Semesterprojekt Architektur 3b

Semesterprojekt Architektur 4b

Stadtrandbebauung

Am Beispiel eines Geländes in Berlin-Lichterfelde Süd

Bei dieser Arbeit geht es um die Wahrnehmung von Stadt aus der Perspektive seiner Ränder und einer Auseinandersetzung mit der Identität von Orten in einer sich im Umland auflösenden Stadt.
Beispielhaft steht hier ein Gelände in Berlin-Lichterfelde Süd, bei dem die Entwurfsparameter durch Spannungsfelder der Verhältnisse von 'Stadt' zur Peripherie; von Stadt zum Umland; vom Stadtraum zum Landschaftsraum und vom Verhältnis des Artifiziellen zum 'Natürlichen' bestimmt werden sollen.
Das Gelände stellt sich heute dar als ein verwildertes und von Spuren der Geschichte (Agrarland, Rangierbahnhof, Kriegsgefangenenlager, Truppenübungsplatz, 'Eiserner Vorhang') überlagertes Territorium.
Drei Baufelder orientieren sich parallel an den relevanten Grundstücksgrenzen und werden über eine Ringstrasse und mehrere Verkehrsknoten erschlossen.
Wesentliches Element sind die Zwischenräume, die der Vegetation Platz einräumt und das Gebiet für eine räumliche Verflechtung mit der Umgebung öffnet.
Die Behandlung der Zwischenräume und die Struktur der einzelnen Felder wird unterschiedlich entwickelt und führt zur Entstehung exemplarischer Typen oder Gebäudecharaktere: dem Gartenhofhaus, frei gruppierten Ein- und Mehrfamilienhäusern in einem fliessendem Grünraum und zu Höfen gruppierten Geschosswohnungsbauten, welche auf die Offenheit ihres landschaflichen Kontextes reagieren.

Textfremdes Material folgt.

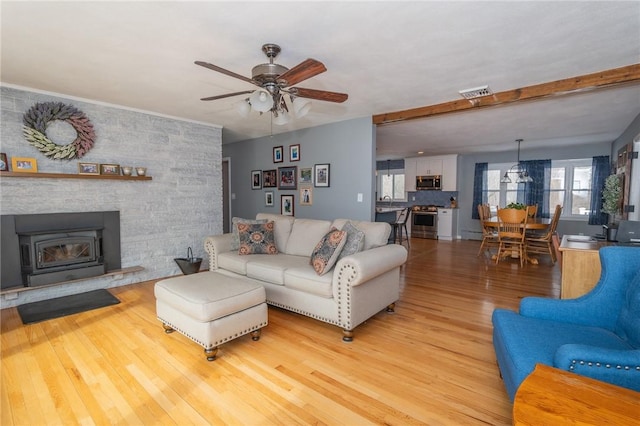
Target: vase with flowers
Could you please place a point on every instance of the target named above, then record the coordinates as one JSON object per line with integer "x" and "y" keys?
{"x": 611, "y": 198}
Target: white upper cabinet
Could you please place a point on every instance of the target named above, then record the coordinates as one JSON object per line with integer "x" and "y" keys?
{"x": 444, "y": 165}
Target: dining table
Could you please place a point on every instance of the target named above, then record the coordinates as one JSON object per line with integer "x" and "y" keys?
{"x": 533, "y": 224}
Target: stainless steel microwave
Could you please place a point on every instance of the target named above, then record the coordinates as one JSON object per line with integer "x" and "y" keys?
{"x": 433, "y": 182}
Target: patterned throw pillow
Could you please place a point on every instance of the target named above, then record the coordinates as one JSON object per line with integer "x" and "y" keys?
{"x": 256, "y": 238}
{"x": 235, "y": 240}
{"x": 326, "y": 252}
{"x": 354, "y": 241}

This project is about the perception of the city from the perspective of its borders and the analysis of the identity of loci in a city that is dissolving into its suburban areas.
Representative of this trend is a terrain in Berlin-Lichterfelde Süd, in which the parameter of the draft is determined through the area of conflicts in terms of its relationship between the town and its periphery, the city and its outskirts, cityscape and landscape and the relationship between superficiality and naturalness.
This terrain today is seen as a wild territory – many traces have been left by history (former agricultural land, railway station, prison for war convicts, drill ground, the 'iron wall').
Three building areas/fields orientate themselves parallel to the borders of the site and have been made accessible by a circular road and several junctions.
An essential element is the spaces in-between which make room for vegetation and which make it possible for the area to be open for spatial interlacing with the surroundings.
The handling of these interspaces and the structures of the individual areas has been developed in different ways and so leads to different emergences of exemplary types or characteristics of buildings: house with garden in court, freely arranged single- or multi-family houses in flowing green spaces and high storied apartment buildings formed into groups, which react to the openness of their topographic context.